Whenever I celebrate a wedding, I work with the couple to determine what readings they would like to include. Due to copyright concerns, I cannot include the full text of any of them here, but I do want you to have some of the ones that I've used and that have been significant to many of my couples.
You can also Google “wedding readings” and there will a plethora to choose from online!
Here are some others you might consider:
• Walt Whitman, Song of the Open Road, Out of the Cradle Endlessly Rocking
• William Shakespeare, Love Sonnets
• I Corinthians 13:4-8
• Kahlil Gibran, excerpts from The Prophet and from Jesus
• Audre Lord, Recreation
• Paul L’Herrou
• Richard Bach, excerpts from The Bridge Across Forever
• Hugh Walpole, The Most Wonderful of All Things in Life
• Rainer Maria Rilke, excerpts from Letter to a Young Poet
• Ecclesiastes 4:9-12
• Anne Morrow Lindbergh, excerpt from Gift From The Sea
• Madeleine L’Engle from The Irrational Season
• Lord Byron: She Walks in Beauty
• Roy Croft: Love
• John Lennon: Grow Old With Me
• Teilhard de Chardon: The Hymn of the Universe
• Frederick Buechner: The Hungering Dark
• Toni Morrison: excerpt from Jazz
• Sappho: Two Fragments
• J.R.R. Tolkien: Roads Go Ever Ever On
• Percy Bysshe Shelley: Love’s Philosophy
• Maya Angelou: Touched by an Angel
• Hafiz: Our Union
• Max Erhmann: Desiderata
• Pablo Neruda: Sonnet 17
• Rumi: Almost anything written, but especially Love Poems
In addition, your readings don’t have to come from literature. They can equally come from law, as this reading from the decision on Goodridge vs Department of Health by Massachusetts Supreme Court Justice Margaret H, Marshall:
Marriage is a vital social institution. The exclusive commitment of two individuals to each other nurtures love and mutual support; it brings stability to our society. For those who choose to marry, and for their children, marriage provides an abundance of legal, financial, and social benefits. In return it imposes weighty legal, financial, and social obligations … Without question, civil marriage enhances the "welfare of the community." It is a "social institution of the highest importance."

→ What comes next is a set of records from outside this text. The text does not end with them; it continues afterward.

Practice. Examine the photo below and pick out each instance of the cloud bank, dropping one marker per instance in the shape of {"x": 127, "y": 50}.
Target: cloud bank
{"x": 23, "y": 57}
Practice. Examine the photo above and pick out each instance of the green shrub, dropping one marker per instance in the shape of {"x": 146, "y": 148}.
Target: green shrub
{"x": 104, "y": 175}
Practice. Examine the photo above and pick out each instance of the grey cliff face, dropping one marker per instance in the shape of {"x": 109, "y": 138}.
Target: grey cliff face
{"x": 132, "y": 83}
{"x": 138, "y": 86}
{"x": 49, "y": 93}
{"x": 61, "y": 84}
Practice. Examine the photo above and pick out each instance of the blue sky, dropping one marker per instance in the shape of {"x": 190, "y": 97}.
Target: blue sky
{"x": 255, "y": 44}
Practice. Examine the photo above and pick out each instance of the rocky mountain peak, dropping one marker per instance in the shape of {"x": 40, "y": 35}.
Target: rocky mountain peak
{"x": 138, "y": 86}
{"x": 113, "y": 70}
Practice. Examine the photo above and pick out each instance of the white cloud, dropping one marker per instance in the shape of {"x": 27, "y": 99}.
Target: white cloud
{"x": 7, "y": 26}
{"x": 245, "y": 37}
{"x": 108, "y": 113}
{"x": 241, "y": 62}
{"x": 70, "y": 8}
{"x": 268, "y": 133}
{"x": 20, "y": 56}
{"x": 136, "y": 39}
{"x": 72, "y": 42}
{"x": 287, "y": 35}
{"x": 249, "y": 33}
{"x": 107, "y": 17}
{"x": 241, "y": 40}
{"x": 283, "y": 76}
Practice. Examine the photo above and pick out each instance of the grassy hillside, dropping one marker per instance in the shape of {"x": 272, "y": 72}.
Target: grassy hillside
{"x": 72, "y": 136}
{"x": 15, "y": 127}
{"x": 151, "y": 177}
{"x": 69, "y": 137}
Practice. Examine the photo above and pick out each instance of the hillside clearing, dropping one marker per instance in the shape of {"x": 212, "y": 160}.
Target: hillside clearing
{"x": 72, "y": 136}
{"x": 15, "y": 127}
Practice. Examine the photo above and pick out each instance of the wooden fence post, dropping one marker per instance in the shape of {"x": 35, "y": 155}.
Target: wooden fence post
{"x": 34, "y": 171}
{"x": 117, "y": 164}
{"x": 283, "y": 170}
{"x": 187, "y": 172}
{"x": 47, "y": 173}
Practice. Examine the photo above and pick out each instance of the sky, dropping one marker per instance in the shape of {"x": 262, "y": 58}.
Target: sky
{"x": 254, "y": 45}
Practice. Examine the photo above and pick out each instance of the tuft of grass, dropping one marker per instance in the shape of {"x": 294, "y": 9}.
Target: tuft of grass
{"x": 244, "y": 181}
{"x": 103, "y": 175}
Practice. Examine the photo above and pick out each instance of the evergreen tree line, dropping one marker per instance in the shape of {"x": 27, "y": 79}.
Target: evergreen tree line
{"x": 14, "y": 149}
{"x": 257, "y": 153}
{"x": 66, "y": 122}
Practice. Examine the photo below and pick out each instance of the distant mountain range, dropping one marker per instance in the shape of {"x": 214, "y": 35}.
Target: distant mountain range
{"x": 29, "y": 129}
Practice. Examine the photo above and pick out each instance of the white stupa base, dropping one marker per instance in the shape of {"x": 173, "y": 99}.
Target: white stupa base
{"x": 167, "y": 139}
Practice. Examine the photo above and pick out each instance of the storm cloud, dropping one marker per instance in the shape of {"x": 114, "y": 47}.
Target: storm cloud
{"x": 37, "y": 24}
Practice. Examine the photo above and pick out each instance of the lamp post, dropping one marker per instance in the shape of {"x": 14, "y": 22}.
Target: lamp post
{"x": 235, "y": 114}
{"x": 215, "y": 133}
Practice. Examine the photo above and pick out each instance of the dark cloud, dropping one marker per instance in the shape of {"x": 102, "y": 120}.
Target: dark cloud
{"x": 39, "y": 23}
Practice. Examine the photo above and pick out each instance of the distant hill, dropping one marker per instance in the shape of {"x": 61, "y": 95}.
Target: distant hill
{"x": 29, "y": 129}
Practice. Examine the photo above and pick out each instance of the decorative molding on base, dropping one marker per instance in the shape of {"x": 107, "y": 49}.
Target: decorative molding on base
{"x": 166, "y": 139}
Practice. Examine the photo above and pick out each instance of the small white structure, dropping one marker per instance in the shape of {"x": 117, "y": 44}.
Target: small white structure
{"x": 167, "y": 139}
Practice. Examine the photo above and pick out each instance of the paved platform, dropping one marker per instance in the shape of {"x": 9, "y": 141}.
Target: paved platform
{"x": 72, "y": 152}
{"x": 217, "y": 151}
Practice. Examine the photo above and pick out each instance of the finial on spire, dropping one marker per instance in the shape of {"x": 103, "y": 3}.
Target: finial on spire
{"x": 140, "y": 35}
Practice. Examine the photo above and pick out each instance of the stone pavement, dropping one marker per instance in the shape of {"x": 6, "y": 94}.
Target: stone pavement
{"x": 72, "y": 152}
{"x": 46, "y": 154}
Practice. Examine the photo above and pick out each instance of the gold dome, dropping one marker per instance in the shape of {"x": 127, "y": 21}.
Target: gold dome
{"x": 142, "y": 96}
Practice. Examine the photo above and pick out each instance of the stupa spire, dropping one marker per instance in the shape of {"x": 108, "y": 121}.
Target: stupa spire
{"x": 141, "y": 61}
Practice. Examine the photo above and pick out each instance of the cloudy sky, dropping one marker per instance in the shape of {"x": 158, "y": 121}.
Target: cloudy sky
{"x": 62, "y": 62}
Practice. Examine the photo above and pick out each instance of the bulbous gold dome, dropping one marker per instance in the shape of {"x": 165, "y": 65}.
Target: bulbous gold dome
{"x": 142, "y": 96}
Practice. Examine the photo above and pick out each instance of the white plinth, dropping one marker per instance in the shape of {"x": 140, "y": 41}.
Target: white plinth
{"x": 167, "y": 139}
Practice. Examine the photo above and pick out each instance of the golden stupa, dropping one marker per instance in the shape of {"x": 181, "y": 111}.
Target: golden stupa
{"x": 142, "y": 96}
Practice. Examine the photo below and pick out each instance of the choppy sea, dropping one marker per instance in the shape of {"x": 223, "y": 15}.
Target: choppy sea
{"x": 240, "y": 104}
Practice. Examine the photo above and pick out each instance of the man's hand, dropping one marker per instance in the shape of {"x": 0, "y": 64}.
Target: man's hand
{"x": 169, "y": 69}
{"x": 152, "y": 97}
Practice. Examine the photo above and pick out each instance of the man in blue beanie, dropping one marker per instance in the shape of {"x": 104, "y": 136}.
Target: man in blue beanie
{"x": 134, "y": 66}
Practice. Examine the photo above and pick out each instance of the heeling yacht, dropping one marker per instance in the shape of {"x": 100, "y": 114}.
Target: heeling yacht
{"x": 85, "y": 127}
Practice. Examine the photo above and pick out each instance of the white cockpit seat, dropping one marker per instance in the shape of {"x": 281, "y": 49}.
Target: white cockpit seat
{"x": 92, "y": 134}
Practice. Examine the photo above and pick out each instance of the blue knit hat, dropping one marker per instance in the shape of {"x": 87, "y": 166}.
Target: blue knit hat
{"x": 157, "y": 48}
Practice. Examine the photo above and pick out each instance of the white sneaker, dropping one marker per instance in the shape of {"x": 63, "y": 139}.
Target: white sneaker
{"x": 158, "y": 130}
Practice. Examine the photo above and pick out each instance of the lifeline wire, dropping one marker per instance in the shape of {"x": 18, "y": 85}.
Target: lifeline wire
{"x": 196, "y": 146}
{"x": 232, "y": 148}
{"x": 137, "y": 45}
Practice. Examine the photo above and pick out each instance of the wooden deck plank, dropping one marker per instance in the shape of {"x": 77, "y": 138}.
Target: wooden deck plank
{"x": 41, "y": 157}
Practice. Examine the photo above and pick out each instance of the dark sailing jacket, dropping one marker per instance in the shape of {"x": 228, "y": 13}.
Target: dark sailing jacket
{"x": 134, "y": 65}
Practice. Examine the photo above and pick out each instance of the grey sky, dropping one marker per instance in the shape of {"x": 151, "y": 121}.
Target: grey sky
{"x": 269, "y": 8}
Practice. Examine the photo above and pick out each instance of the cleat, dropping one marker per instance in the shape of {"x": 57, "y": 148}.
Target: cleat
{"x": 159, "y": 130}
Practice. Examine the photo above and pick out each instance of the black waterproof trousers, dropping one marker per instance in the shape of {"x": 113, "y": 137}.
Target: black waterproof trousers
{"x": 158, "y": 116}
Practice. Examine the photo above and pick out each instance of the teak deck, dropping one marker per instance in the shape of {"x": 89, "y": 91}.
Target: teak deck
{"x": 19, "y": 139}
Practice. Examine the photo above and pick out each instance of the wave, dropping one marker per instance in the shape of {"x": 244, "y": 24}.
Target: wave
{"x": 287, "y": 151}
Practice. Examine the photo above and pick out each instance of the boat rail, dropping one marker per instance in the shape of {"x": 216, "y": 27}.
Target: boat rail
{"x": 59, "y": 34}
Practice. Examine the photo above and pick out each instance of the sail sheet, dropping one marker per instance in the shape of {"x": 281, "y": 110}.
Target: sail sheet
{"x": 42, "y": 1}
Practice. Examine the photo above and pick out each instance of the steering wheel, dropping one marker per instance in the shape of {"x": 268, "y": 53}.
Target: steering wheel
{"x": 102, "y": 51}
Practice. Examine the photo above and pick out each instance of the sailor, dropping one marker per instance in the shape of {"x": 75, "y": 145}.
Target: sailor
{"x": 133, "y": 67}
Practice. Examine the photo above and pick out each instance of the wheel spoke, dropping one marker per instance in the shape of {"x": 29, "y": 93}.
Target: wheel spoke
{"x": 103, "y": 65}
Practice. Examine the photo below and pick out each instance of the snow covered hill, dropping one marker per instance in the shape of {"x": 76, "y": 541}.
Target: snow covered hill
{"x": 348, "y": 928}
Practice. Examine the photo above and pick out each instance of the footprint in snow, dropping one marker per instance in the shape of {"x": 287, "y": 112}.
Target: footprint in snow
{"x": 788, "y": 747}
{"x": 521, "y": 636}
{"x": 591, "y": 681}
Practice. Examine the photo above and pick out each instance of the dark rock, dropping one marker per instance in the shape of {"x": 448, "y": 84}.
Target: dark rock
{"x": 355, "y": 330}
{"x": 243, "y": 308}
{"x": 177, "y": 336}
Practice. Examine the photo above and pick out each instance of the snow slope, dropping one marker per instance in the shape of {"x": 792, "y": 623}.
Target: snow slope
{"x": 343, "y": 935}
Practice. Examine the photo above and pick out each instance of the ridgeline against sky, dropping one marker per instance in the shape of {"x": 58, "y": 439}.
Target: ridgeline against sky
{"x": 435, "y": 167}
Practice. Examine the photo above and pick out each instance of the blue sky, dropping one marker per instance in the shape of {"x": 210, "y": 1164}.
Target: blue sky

Marriage also bestows enormous private and social advantages on those who choose to marry. Civil marriage is at once a deeply personal commitment to another human being and a highly public celebration of the ideals of mutuality, companionship, intimacy, fidelity, and family … Because it fulfills yearnings for security, safe haven, and connection that express our common humanity, civil marriage is an esteemed institution, and the decision whether and whom to marry is among life's momentous acts of self-definition.
You may also want to think about what lines from movies and films have moved you. I particularly like this one, taken from the 2004 movie Shall We Dance?:
Why is it that people get married? Because we need a witness to our lives. There’s a billion people on the planet. What does any one life really mean?
But in a marriage, you’re promising to care about everything … The good things, the bad things, the terrible things, the mundane things, All of it … all the time, every day. You’re saying “Your life will not go unnoticed because I will notice it. Your life will not go unwitnessed—because I will be your witness.”
And then there is Tina Modotti’s wonderful toast, “To Diego and Frida,” from the movie Frida:
I don't believe in marriage. No, I really don't. Let me be clear about that. I think at worst it's a hostile political act, a way for small-minded men to keep women in the house and out of the way, wrapped up in the guise of tradition and conservative religious nonsense. At best, it's a happy delusion—these two people who truly love each other and have no idea how truly miserable they're about to make each other.
But, but … when two people know that, and they decide with eyes wide open to face each other and get married anyway, then I don't think it's conservative or delusional.
I think it's radical and courageous—and very romantic.